Abstract

The nonmedical use of prescription medication among US adults is a growing public health problem. Healthcare providers should proactively address this problem in outpatient encounters. We sought to understand the interactive effects among prescription drugs, pain, and psychiatric symptoms among adult outpatients to build an empirical foundation for comprehensive screening. We screened 625 adult neurosurgery and orthopedic patients at a suburban satellite clinic of an urban academic medical center. A convenience sample was screened for psychiatric and substance use disorder symptoms using the American Psychiatric Association's recommended screening protocol. We tested whether psychiatric symptoms moderated the relationship between pain level and nonmedical use of prescription medicine.
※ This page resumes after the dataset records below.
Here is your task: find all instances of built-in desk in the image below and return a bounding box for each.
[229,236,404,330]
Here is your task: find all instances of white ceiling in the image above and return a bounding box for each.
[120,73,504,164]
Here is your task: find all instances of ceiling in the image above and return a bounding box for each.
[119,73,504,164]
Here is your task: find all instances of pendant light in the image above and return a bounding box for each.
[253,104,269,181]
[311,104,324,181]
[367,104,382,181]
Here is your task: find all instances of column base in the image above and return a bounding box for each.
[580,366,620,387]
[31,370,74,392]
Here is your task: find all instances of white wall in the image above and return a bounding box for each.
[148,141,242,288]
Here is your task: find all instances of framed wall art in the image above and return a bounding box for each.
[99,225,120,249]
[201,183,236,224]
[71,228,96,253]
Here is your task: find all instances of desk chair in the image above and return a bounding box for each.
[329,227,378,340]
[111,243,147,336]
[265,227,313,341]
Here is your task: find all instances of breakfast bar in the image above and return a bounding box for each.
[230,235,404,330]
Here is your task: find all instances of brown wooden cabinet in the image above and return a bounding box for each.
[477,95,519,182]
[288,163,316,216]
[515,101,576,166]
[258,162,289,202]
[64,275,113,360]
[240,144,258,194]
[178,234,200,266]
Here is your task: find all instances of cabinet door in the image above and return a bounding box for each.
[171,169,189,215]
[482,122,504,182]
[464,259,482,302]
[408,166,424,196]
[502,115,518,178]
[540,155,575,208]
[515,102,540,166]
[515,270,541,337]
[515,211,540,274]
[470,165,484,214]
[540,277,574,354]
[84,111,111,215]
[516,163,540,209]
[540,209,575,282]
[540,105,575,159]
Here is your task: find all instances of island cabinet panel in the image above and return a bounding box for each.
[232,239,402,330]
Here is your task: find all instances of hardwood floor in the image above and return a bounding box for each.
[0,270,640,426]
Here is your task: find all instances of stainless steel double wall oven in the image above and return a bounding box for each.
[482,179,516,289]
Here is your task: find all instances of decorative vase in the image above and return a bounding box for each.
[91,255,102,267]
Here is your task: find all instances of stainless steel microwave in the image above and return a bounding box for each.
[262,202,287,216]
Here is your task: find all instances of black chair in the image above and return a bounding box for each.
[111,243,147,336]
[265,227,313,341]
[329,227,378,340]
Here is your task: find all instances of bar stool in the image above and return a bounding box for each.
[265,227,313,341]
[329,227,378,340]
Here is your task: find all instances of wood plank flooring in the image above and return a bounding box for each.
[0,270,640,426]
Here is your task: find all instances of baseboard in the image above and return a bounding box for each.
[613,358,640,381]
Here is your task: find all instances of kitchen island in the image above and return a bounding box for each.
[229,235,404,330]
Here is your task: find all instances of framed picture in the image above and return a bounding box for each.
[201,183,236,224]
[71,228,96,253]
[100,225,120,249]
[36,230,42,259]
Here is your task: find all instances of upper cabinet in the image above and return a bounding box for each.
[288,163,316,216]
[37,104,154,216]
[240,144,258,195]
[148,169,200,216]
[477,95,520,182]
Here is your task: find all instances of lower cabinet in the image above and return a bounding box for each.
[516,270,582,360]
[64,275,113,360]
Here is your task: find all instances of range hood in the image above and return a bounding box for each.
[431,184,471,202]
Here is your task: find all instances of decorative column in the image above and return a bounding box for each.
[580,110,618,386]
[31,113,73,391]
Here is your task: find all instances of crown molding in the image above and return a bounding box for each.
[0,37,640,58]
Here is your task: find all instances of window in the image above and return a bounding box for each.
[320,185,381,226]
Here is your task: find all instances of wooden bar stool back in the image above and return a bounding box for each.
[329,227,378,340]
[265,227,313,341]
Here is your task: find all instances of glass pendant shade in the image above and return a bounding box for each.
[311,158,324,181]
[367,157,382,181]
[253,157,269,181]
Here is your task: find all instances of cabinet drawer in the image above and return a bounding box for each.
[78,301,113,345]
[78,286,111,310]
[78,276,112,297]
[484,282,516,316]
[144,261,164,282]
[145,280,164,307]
Patients reported average levels of depression, anxiety, and pain symptoms, within 1 standard deviation of the screeners' normative data. However, patients reported highly elevated levels of nonmedical use of opioids and benzodiazapines compared with national data. Controlling for age, sex, and race, pain level predicted nonprescription use of opioid and benzodiazapine medications. Patients with high levels of depression and pain were more likely to engage in the unprescribed use of opioids. Likewise, patients with reduced levels of depression and pain were protected against the unprescribed use of opioids. These findings highlight the importance of examining unprescribed medication use even with patients at moderate levels of psychiatric symptoms and pain.